Transformasi Kisah Ken Arok dan Ken Dedes dalam Novel Arok Dedes dan Webtoon Dedes: Kajian Adaptasi Linda Hutcheon
Silvia Fransisca, Dr. Cahyaningrum Dewojati, S.S., M.Hum.
2025 | Tesis | S2 Sastra
Penelitian
ini bertujuan untuk mengetahui perubahan yang terdapat di dalam dua karya
adaptasi yakni Arok Dedes karya Pramoedya Ananta Toer dan Webtoon Dedes karya
Esti Siwi. Kedua karya tersebut memiliki kerkaitan erat dengan kisah Ken Arok
dan Ken Dedes yang termaktub di dalam Serat Pararaton. Perubahan-perubahan yang
terjadi pada dua karya adaptasi yakni novel dan webtoon tersebut, dapat dikaji
dengan bantuan teori Adaptasi Linda Hutcheon. Selain daripada menggunakan teori
adaptasi Linda Hutcheon, digunakannya teori pascamodernisme Hutcheon untuk
mengetahui adanya gagasan yang dimasukkan dari pengarang maupun webtonist
berdasar dari aspek doubleness karya. Dengan adanya tiga objek dalam penelitian
ini, maka metode yang digunakan yakni dengan membandingkan satu karya dengan karya
lainnya sehingga dapat diketahui perubahan dari karya tersebut. Hasil yang
didapatkan dari penelitian ini yakni adanya perubahan model keterlibatan yakni
dari mode menceritakan pada Serat Pararaton dan Arok Dedes berubah menjadi mode mempertunjukkan serta
mode interaksi online di webtoon Dedes.
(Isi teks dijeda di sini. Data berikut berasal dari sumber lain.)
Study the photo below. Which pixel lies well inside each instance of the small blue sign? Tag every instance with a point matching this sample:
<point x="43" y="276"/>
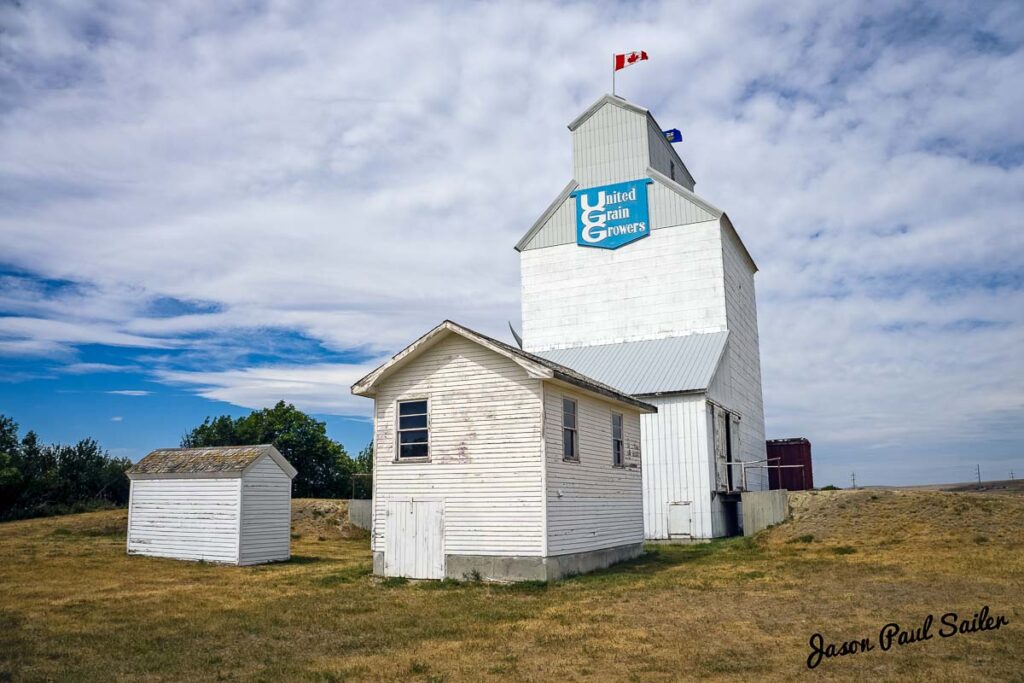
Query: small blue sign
<point x="610" y="216"/>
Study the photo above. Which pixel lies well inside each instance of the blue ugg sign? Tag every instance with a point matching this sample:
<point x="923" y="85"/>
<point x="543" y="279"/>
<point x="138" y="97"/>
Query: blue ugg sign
<point x="610" y="216"/>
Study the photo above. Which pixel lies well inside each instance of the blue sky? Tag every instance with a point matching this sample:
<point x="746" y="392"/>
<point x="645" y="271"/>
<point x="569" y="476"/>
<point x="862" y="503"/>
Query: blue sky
<point x="208" y="207"/>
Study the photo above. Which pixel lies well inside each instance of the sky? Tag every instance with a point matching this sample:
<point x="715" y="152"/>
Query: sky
<point x="209" y="207"/>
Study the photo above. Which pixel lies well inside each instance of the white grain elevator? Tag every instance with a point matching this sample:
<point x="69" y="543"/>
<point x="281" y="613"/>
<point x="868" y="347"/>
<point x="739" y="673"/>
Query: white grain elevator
<point x="632" y="279"/>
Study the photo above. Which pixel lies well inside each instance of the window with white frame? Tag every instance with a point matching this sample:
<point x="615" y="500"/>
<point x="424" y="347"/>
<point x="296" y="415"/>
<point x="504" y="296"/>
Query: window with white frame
<point x="616" y="439"/>
<point x="414" y="429"/>
<point x="570" y="438"/>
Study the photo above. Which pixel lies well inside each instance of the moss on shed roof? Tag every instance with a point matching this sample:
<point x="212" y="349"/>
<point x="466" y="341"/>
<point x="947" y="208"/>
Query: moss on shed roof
<point x="214" y="459"/>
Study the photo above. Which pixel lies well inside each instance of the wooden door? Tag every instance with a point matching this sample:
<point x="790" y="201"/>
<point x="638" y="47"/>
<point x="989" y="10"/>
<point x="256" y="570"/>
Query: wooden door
<point x="679" y="520"/>
<point x="414" y="543"/>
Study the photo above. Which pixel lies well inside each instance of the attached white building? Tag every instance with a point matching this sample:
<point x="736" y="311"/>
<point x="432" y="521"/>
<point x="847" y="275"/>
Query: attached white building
<point x="633" y="280"/>
<point x="493" y="462"/>
<point x="224" y="504"/>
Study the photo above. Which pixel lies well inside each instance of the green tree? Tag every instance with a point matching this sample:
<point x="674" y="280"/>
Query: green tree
<point x="365" y="461"/>
<point x="39" y="479"/>
<point x="324" y="466"/>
Selain adanya perubahan model
keterlibatan, adapun perubahan media dari Serat Pararaton ke dua karya
transformasi yakni novel dan webtoon. Perubahan media yang ditemukan mencakup
perubahan dari segi tema, alur, tokoh dan latar. Perubahan tersebut tidak
serta-merta merupakan sebuah kekosongan melainkan adanya hal yang mendasarinya.
Hal ini erat dengan perubahan konteks ketika karya tersebut dibuat. Perubahan
konteks pada karya transformasi
menunjukkan adanya ending berbeda dan genre cerita berbeda. Ada pula
aspek pascamodernisme dalam novel yang mencakup kegandaan dengan dimasukkannya
cerita Ramayana dan cerita Putri Amisani. Tidak hanya itu, aspek parodi pun
termasuk ke dalam aspek pascamodernisme dalam kedua karya adaptasi tersebut
yakni berupa penyimpangan-penyimpangan yang digunakan sebagai kritik pada masa
karya dibentuk.
This study aims to
determine the changes contained in two adapted works, namely Arok Dedes by
Pramoedya Ananta Toer and webtoon Dedes by Esti Siwi. Both
works are closely related to the story of Ken Arok and Ken Dedes contained
in Serat Pararaton. The changes that occur in the two adapted
works, namely the novel and the webtoon, can be studied with the
help of Linda Hutcheon's Adaptation theory. In addition to using Linda
Hutcheon's adaptation theory, Hutcheon's postmodernism theory is used to
determine the ideas included by the author and webtonist based
on the aspect of the work's doubleness. With three objects in this study, the
method used is by comparing one work with another so that changes in the work
can be identified. The results obtained from this study are changes in the
engagement model, namely from the storytelling mode in Serat Pararaton and Arok
Dedes to the display mode and the online interaction mode in webtoon
Dedes. In addition to changes in the engagement model, there are also
changes in the media from Serat Pararaton to the two
transformed works, namely novel and webtoon. The media changes
found include changes in theme, plot, characters, and setting. These changes
are not necessarily empty but rather represent an underlying factor. This is
closely related to the changing context in which the work was created. The
changing context in the transformation work indicates a different ending and a
different story genre. There are also postmodernism aspects in the novel,
including duplicity with the inclusion of the Ramayana and the
story of Princess Amisani. Furthermore, parody is also included in the postmodern
aspects in both adaptations, namely deviations used as criticism of the time
the work was created.
Kata Kunci : Adaptasi, Pascamodernisme, Linda Hutcheon, Arok Dedes, Webtoon Dedes, Serat Pararaton, Pramoedya, Esti Siwi.